Ach ja, auch in dieser schönen Sprache gibt es zu jeder Regel noch entzückende Ausnahmen.
Besonders empfehlenswert für kostenlose Sprachstunden ist eine Fahrt mit den Budapester
Nachtbussen (Tickets hat hier keiner, auch die berüchtigten Budapester Ticket-Kontrolleure
brauchen ihre Nachtruhe). Da nicht nur die Gänge der Busse recht voll sind, kommt man leicht ins
Gespräch. Innerhalb von zwei Haltestellen erlernt man den nötigen Grundwortschatz:
Trinksprüche, Flüche und Kosename. Einige Vokabeln aus allen drei Bereichen notiert, hat man
tagsüber viel Spaß bei der Unterhaltung mit Ungarn.
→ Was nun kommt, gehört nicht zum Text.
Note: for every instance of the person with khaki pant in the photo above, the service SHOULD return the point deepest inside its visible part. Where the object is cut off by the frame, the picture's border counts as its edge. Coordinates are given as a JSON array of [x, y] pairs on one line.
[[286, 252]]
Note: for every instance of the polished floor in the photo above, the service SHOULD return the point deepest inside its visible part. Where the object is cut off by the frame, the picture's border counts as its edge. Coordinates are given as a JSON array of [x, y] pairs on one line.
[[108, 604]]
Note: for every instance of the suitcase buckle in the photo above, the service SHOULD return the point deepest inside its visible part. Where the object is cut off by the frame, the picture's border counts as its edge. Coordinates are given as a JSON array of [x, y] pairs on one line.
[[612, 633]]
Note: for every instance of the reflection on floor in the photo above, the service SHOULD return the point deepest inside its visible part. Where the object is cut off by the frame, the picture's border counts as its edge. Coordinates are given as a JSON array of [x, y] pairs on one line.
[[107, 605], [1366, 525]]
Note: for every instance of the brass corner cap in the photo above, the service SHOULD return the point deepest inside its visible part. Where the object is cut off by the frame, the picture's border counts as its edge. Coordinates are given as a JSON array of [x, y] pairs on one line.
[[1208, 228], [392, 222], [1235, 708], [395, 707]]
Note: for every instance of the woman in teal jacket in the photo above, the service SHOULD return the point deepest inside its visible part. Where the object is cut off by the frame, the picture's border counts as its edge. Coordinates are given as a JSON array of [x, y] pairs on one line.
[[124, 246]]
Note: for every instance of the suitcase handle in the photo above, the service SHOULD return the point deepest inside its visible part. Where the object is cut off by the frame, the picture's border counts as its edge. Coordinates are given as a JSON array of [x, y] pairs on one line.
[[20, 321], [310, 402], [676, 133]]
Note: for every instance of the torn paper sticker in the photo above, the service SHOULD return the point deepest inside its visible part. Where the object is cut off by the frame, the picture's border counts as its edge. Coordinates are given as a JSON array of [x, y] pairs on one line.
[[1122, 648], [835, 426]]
Taxifahrer müssen's wissen

Zugeben, die "Budapester Elegien" sind noch nicht gedichtet, die "Liebesgrüße aus Budapest"
noch nicht geschickt und das "Taxi nach Budapest" noch nicht besungen. Auf einer Taxifahrt vom
Flughafen in die Stadt, verstand ich jedoch, warum Budapest solche Lobhudeleien gar nicht nötig
hat. Auf die Frage, was denn die Budapester auszeichne, meinte der Taxifahrer mit einem
verschmitzen Grinsen: "Wir haben hier einfach gelernt, dass es besser ist, wenn wir uns nicht an
die Regeln halten. Das war schon so unter den Türken, den Habsburger und den Sowjet-Russen.
Das ist zu einem Gesellschaftsspiel geworden. Warum sollte sich das ändern?" Sprach’s und gab
Gas. Die nächste Ampel war grade dabei, auf Rot zu schalten. Budapest bleibt, was es ist.